Based on the current forex market consensus, foreign exchange translation would have a three percentage point unfavorable impact on the Company's full-year core EPS growth in 2012.
On a reported basis, the company's results will reflect charges from its 3-year productivity program, primarily severance costs associated with workforce reductions. In the fourth quarter of 2011, the company incurred pre-tax non-core restructuring charges of $383 million, and it anticipates additional charges of approximately $425 million in 2012 and another $100 million from 2013 through 2015.
The company is targeting about $8 billion in cash flow from operating activities and more than $6 billion in management operating cash flow (excluding certain items) in 2012, which will include the favorable impacts of a 10 percent reduction in capital expenditures and incremental working capital efficiency. The company also expects to make a pre-tax discretionary pension and retiree medical contribution of $1 billion in 2012.

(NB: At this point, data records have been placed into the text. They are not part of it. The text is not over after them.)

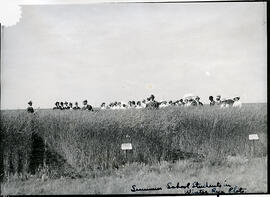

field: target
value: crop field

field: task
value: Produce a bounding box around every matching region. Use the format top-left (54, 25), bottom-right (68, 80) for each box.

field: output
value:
top-left (0, 103), bottom-right (267, 194)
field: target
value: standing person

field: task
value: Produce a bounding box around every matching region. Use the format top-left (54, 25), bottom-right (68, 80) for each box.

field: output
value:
top-left (73, 102), bottom-right (80, 110)
top-left (220, 98), bottom-right (227, 108)
top-left (190, 98), bottom-right (197, 106)
top-left (136, 101), bottom-right (143, 109)
top-left (131, 101), bottom-right (136, 108)
top-left (27, 101), bottom-right (34, 113)
top-left (179, 99), bottom-right (185, 106)
top-left (183, 98), bottom-right (189, 107)
top-left (225, 98), bottom-right (234, 107)
top-left (53, 101), bottom-right (60, 109)
top-left (121, 103), bottom-right (128, 109)
top-left (82, 100), bottom-right (94, 111)
top-left (195, 96), bottom-right (203, 106)
top-left (69, 102), bottom-right (73, 110)
top-left (64, 101), bottom-right (70, 109)
top-left (233, 97), bottom-right (242, 108)
top-left (216, 95), bottom-right (222, 105)
top-left (141, 99), bottom-right (147, 108)
top-left (149, 94), bottom-right (155, 102)
top-left (209, 96), bottom-right (215, 106)
top-left (100, 102), bottom-right (106, 110)
top-left (60, 102), bottom-right (64, 110)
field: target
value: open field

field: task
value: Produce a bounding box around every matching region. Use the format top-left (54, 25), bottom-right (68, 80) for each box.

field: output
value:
top-left (0, 103), bottom-right (267, 194)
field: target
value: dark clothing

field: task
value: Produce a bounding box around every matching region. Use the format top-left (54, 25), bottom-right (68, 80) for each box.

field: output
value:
top-left (27, 106), bottom-right (34, 113)
top-left (73, 106), bottom-right (81, 110)
top-left (226, 99), bottom-right (234, 106)
top-left (82, 104), bottom-right (93, 111)
top-left (146, 101), bottom-right (159, 109)
top-left (53, 106), bottom-right (60, 110)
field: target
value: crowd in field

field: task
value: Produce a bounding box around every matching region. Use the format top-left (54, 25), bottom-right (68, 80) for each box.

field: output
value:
top-left (26, 94), bottom-right (242, 113)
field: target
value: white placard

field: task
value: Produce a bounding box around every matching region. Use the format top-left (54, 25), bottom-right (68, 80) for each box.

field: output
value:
top-left (249, 134), bottom-right (259, 140)
top-left (121, 143), bottom-right (132, 150)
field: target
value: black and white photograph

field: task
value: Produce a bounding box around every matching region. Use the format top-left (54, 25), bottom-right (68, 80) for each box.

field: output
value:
top-left (0, 0), bottom-right (267, 195)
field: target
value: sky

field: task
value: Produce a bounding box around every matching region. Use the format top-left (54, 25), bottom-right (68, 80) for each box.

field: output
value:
top-left (1, 2), bottom-right (267, 109)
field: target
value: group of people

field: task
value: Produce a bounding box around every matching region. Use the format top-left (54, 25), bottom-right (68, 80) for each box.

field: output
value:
top-left (209, 95), bottom-right (242, 108)
top-left (101, 94), bottom-right (204, 110)
top-left (26, 94), bottom-right (242, 113)
top-left (99, 94), bottom-right (242, 110)
top-left (52, 100), bottom-right (93, 111)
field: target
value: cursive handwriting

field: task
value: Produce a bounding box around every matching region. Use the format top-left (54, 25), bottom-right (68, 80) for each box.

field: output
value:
top-left (131, 185), bottom-right (162, 192)
top-left (192, 181), bottom-right (222, 188)
top-left (130, 180), bottom-right (247, 194)
top-left (167, 182), bottom-right (190, 189)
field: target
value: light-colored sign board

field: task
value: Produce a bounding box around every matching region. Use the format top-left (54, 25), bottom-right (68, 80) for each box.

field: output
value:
top-left (121, 143), bottom-right (132, 150)
top-left (249, 134), bottom-right (259, 140)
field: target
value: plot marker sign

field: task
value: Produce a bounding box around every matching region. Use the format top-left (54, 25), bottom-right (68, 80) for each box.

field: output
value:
top-left (249, 134), bottom-right (259, 140)
top-left (249, 134), bottom-right (259, 158)
top-left (121, 143), bottom-right (132, 150)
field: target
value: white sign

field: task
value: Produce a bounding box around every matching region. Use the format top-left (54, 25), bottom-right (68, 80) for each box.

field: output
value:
top-left (249, 134), bottom-right (259, 140)
top-left (121, 143), bottom-right (132, 150)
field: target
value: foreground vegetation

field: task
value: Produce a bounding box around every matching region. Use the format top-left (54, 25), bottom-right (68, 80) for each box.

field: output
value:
top-left (1, 156), bottom-right (267, 194)
top-left (0, 103), bottom-right (267, 194)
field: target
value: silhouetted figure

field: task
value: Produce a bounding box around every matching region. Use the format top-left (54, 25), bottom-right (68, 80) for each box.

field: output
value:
top-left (27, 101), bottom-right (34, 113)
top-left (73, 102), bottom-right (80, 110)
top-left (64, 101), bottom-right (70, 109)
top-left (101, 102), bottom-right (106, 110)
top-left (68, 102), bottom-right (73, 110)
top-left (53, 101), bottom-right (60, 109)
top-left (60, 102), bottom-right (64, 110)
top-left (209, 96), bottom-right (215, 106)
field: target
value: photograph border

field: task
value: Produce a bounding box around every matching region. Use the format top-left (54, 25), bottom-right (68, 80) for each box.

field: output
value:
top-left (0, 0), bottom-right (268, 195)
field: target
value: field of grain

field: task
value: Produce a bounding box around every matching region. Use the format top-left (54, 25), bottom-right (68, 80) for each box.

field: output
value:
top-left (0, 103), bottom-right (267, 194)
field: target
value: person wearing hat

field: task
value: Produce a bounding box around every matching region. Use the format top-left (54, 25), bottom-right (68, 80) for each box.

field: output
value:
top-left (216, 95), bottom-right (222, 105)
top-left (27, 101), bottom-right (34, 113)
top-left (233, 97), bottom-right (242, 108)
top-left (73, 102), bottom-right (80, 110)
top-left (82, 100), bottom-right (93, 111)
top-left (209, 96), bottom-right (215, 106)
top-left (53, 101), bottom-right (60, 109)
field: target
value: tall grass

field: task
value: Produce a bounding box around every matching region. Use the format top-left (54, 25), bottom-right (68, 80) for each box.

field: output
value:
top-left (0, 104), bottom-right (267, 177)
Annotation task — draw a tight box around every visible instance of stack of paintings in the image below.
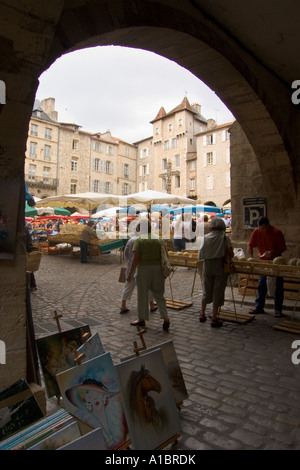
[35,325,91,398]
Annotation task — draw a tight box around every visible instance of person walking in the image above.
[198,217,233,327]
[79,220,98,263]
[120,234,157,314]
[127,219,170,331]
[247,216,286,317]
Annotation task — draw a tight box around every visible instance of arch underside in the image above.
[44,0,297,199]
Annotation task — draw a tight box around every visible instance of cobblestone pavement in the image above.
[29,252,300,450]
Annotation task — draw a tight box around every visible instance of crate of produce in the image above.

Reflecting the company's commitment to return capital to shareholders and confidence in its long-term growth targets, PepsiCo announced that it will raise the annualized common stock dividend, effective with the dividend payable in June 2012, by 4 percent to $2.15 per share, the 40th consecutive year of dividend growth. The company anticipates increasing share repurchases in 2012 by at least $3 billion, which will be financed by operating cash flow and additional debt.
PepsiCo provided its long-term target of mid-single-digit constant currency net revenue growth. It also announced that it is targeting long-term core constant currency operating profit growth of 6 percent to 7 percent, and long-term high-single-digit core constant currency EPS growth after a transition year in 2012, driven by positive returns from executing its strategic initiatives.